I like Bee Scent from Great Lakes Integrated Pest Management. Two tsps undiluted on a paper towel set inside a zip lock baggy and you lay it just inside the entrance. Pennies.

I use a six-frame deep.

Grant
Jackson, MO https://www.createspace.com/4106626


----------



## notaclue (Jun 30, 2005)

My best luck , and some years it works great other years nothing, is 10 frame box or a five frame nuc with at least one brood frame in each. I have had both become occupied, one occupied and neither. I also seem to have a 'little' better chance of collecting swarms when I use a couple drops of lemongrass oil on a frame and a drop or two at the entrance. Just remember I have had great springs and summers doing this and also barren seasons as well.
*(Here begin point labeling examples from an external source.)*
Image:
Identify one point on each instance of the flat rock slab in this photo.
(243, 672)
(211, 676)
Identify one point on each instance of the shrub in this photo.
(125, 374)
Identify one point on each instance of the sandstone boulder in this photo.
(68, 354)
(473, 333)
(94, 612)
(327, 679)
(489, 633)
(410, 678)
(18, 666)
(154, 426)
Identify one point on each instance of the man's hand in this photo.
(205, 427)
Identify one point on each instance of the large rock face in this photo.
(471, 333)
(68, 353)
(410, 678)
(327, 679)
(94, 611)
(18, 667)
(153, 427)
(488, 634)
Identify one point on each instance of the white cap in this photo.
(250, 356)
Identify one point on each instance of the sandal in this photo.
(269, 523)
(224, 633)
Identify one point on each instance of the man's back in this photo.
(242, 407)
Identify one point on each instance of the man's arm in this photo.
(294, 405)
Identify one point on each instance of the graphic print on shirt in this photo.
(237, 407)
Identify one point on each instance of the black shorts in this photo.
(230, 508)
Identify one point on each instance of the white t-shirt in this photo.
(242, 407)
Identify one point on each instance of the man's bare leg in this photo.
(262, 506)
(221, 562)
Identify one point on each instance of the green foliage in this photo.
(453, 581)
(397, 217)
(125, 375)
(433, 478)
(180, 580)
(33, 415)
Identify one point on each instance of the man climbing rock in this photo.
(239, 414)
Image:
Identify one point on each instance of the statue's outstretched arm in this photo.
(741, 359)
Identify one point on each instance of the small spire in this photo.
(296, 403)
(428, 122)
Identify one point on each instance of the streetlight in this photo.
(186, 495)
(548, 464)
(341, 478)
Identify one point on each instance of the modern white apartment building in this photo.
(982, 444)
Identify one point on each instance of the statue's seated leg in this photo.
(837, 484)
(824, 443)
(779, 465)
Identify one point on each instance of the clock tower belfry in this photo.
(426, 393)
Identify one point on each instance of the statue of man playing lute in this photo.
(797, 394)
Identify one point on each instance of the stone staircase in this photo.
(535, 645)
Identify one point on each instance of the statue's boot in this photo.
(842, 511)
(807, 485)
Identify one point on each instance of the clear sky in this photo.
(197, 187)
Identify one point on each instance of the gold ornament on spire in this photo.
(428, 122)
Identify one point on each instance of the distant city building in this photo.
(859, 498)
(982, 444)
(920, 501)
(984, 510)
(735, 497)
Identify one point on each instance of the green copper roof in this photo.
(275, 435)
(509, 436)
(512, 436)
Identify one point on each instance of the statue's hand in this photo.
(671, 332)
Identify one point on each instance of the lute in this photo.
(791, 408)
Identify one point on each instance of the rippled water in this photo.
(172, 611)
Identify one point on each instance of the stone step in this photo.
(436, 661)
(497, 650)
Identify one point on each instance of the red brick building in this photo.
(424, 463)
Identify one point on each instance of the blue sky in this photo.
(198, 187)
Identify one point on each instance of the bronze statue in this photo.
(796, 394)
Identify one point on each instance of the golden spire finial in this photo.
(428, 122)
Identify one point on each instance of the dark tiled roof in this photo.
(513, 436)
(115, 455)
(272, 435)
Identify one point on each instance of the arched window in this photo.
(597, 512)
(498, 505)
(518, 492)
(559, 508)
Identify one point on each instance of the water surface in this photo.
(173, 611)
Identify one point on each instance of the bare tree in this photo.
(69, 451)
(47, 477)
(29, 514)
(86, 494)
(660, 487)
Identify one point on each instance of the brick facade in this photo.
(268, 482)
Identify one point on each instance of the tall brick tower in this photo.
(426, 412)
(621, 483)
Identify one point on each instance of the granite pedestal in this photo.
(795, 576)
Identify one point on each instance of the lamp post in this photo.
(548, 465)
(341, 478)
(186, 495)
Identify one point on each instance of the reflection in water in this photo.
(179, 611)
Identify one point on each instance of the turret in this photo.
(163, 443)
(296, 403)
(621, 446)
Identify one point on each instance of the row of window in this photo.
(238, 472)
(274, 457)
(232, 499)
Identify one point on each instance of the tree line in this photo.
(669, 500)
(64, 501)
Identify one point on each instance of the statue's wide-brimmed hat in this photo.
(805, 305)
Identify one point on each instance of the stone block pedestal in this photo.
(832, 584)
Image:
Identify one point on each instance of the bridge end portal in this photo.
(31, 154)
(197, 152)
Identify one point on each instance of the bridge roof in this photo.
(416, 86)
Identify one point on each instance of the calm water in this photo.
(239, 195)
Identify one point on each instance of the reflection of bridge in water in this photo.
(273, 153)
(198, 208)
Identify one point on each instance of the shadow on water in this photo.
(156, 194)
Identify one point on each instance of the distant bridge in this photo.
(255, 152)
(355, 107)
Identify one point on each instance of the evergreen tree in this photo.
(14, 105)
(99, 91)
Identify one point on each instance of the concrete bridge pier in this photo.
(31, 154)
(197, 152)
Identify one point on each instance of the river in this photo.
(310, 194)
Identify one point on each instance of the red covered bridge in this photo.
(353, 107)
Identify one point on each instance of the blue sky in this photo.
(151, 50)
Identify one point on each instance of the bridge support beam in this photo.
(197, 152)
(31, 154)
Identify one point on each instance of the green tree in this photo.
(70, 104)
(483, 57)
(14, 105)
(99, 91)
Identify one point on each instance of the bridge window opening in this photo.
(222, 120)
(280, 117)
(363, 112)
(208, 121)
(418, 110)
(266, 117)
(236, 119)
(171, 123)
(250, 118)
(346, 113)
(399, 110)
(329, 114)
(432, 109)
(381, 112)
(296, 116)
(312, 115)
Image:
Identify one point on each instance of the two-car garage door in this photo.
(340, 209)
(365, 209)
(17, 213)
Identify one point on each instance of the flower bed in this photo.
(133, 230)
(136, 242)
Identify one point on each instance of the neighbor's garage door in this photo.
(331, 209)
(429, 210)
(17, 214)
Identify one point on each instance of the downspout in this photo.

I usually have them next to each other, but there have been times when I have each in a different location.


----------



## PAHunter62 (Jan 26, 2011)

I made up a bunch of traps last year using 8 frame medium supers. I'm using all mediums for my operation. In order to get to a more attractive size, I added a 4 inch tray under the medium box (makes it about 40 liters). I made a slide block for the front for when I capture a swarm. A couple eyelet screws and a zip tie and you have them ready to transport.

I caught 2 swarms last year with this style trap.









This allows me to lift "lived in" boxes off my hives, add the tray for a more appealing trap.

Here is a link to a volume calculator to figure out what you are using, or want to build:

http://dmplastics.ca/volume_calculator.htm

Happy Trapping ...


----------



## Brandy (Dec 3, 2005)

Lazy W, that's not nice this time of year to be posting that!! yeeoowwwzzzaaa wish we had some that size in our neck of the woods. Good job, but cut it out with those images!!!


----------



## Lazy W (Apr 14, 2012)

That was last year. I can't wait for this year. Got my traps ready to go.


----------



## Nature Coast beek (Jun 10, 2012)

Here's yer study:

http://naldc.nal.usda.gov/download/13794/PDF

Cavity size preferred and distances swarms travel are discussed. 40 - 80 liters with a small bottom entrance seems to be the "sweet spot".


----------



## squarepeg (Jul 9, 2010)

yep, i had several go in to empty 10 deeps with reduced lower entrances last year. used the mann lake swarm lure, as i had no queen pheromone on hand.


----------



## courtcounselor (Dec 21, 2013)

I was thinking of two jester NUCS pinned together side by side with connecting partition. It's inexpensive and the wait is much easier for me to handle. What are your thoughts?


----------